Is It Fair for Education to Be Cheap, by Brad DeLong: There is a great tension at the heart of American public higher education. On the one hand, the people who benefit from public and publicly-funded higher education are primarily people who are or will be relatively rich–they will, after all, have a college education, and we know now that people with four-year B.A.s have incomes more than 70% higher than those who finished their education with high school. Publicly-funded higher education is thus, on average, a transfer of wealth from taxpayers in general to the upper-middle class of America today.
On the other hand, the fact that education is as expensive as it is appears to be keeping a great many people from acquiring more. This current cohort of white, male, native-born twenty-year holds will–for the first time in American history–have no more education than their predecessors of a generation ago. This is extraordinary, given that this is a generation during which the college salary premium has risen from 30% to 70%. The returns to college are much greater than they were a decade ago? So why aren’t more people attending.

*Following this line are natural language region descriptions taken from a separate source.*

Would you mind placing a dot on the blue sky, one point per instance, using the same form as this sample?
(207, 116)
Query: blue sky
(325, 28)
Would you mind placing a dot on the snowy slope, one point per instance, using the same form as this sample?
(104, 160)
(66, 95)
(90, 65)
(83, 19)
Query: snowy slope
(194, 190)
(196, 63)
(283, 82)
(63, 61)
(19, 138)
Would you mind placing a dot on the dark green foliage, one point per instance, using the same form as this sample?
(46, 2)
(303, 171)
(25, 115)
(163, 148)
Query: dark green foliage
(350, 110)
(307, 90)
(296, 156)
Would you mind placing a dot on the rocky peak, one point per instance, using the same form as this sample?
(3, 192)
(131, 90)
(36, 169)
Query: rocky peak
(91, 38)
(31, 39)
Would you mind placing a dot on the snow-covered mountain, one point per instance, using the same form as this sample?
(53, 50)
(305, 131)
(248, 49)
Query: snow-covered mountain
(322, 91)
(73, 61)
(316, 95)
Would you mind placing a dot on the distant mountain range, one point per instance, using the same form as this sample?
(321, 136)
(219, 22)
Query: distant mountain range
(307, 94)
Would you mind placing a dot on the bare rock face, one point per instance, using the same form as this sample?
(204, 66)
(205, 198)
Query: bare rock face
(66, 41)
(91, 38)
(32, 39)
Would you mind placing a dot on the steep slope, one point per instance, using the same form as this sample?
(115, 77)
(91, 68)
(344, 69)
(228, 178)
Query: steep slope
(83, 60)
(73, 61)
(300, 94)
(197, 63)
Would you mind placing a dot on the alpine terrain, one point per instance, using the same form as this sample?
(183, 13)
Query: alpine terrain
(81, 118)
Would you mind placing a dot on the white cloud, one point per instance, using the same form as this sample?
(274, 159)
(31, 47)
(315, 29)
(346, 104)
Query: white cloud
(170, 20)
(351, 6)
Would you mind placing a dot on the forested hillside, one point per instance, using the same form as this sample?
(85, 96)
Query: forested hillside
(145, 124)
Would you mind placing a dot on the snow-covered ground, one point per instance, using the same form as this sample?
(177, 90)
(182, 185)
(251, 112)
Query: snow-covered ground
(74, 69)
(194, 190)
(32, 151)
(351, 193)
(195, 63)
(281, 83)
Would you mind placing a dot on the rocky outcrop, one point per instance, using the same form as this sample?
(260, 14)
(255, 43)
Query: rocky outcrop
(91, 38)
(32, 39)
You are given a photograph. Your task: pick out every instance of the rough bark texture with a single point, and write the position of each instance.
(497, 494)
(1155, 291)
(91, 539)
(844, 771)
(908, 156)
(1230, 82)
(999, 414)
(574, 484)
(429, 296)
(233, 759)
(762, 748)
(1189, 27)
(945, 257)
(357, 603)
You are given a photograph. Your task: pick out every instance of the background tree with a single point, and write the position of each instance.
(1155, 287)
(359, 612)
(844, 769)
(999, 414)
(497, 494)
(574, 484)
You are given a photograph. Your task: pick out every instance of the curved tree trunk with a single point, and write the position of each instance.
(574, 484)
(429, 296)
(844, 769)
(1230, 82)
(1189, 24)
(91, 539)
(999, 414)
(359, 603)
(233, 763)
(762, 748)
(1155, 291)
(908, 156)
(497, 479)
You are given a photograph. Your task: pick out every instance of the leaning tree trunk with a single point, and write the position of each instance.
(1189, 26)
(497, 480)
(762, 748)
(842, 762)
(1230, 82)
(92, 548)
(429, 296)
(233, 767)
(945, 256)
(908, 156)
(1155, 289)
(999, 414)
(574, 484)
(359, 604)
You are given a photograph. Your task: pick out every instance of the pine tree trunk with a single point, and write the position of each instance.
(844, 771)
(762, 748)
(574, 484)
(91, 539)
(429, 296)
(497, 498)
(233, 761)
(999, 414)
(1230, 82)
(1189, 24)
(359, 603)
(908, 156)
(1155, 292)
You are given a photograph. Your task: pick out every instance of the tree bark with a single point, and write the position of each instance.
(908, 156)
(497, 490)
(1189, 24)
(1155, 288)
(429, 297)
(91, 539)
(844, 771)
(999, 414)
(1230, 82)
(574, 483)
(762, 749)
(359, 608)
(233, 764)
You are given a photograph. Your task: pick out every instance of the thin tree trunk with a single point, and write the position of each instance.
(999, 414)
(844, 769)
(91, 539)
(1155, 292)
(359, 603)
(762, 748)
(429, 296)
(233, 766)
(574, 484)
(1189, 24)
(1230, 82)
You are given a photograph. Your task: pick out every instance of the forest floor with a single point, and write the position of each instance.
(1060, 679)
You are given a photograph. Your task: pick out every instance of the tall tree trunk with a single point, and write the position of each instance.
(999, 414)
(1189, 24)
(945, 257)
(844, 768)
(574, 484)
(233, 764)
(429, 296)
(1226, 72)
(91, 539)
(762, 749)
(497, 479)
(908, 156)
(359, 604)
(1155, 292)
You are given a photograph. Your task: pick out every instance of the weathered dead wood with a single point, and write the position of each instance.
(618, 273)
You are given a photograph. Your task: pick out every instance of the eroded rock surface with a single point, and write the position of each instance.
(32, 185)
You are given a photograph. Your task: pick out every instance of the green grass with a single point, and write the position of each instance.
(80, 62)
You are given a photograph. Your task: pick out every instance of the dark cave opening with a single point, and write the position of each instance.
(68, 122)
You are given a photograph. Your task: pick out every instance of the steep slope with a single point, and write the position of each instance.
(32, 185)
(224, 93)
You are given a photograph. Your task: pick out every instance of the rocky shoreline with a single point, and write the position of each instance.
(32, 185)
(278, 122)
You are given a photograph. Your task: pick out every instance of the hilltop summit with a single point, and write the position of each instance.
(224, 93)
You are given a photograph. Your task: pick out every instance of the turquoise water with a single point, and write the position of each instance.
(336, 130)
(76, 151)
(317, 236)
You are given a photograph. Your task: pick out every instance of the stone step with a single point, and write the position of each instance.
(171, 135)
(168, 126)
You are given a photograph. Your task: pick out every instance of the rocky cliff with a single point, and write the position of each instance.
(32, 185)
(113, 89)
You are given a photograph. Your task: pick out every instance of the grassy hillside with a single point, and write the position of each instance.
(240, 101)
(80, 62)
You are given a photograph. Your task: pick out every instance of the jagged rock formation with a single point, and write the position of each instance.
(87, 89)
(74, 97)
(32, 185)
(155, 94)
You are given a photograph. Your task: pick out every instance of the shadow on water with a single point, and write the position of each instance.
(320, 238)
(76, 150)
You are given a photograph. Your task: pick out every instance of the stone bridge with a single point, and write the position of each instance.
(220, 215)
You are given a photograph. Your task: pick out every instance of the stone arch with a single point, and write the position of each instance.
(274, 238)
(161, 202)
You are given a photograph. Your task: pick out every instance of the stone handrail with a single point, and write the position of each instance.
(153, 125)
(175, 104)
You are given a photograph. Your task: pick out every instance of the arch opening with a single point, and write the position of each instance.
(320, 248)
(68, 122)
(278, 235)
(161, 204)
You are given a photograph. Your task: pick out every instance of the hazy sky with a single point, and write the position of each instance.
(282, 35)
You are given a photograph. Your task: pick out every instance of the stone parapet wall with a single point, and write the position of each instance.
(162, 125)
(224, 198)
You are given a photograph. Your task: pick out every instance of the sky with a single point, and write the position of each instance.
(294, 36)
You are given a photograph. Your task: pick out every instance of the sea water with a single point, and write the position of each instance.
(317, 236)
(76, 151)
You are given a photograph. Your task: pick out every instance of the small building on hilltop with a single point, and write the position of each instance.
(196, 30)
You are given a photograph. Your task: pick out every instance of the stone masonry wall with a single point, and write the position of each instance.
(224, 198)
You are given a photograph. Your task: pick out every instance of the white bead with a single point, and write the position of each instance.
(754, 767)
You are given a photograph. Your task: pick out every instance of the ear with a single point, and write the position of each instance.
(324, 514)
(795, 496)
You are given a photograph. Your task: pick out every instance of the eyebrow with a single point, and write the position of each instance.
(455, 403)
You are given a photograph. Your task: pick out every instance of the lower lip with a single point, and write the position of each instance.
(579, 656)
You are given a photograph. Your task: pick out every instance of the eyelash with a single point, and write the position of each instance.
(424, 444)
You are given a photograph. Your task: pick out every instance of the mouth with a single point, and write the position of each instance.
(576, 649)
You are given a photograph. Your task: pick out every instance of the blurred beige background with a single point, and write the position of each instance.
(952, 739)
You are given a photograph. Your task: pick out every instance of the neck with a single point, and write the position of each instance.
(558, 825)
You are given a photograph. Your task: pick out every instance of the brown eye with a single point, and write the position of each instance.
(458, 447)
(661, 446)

The answer is that lots of people fear college because it is expensive: they would have to go into debt to attend, and they fear to do so.
So our dilemma: if we don’t keep college cheap–and publicly-funded–we find it next to impossible to increase educational opportunity; if we subsidize college with public money, we are transferring from the not-so-rich to the relatively rich.
I think the answer is to place more of the funding burden on those who do well because of their education than we do now rather than restricting access, i.e. increased progressivity of the tax code (and no, I don't think this will take away or diminish the incentive to get rich). Education is not just about learning things that will help you make a lot of money, though that is certainly a desirable outcome, a well-rounded liberal arts education has benefits that go far beyond training for an occupation. That, in conjunction with the economic benefits of education to the individual and to society, points to more rather than less access.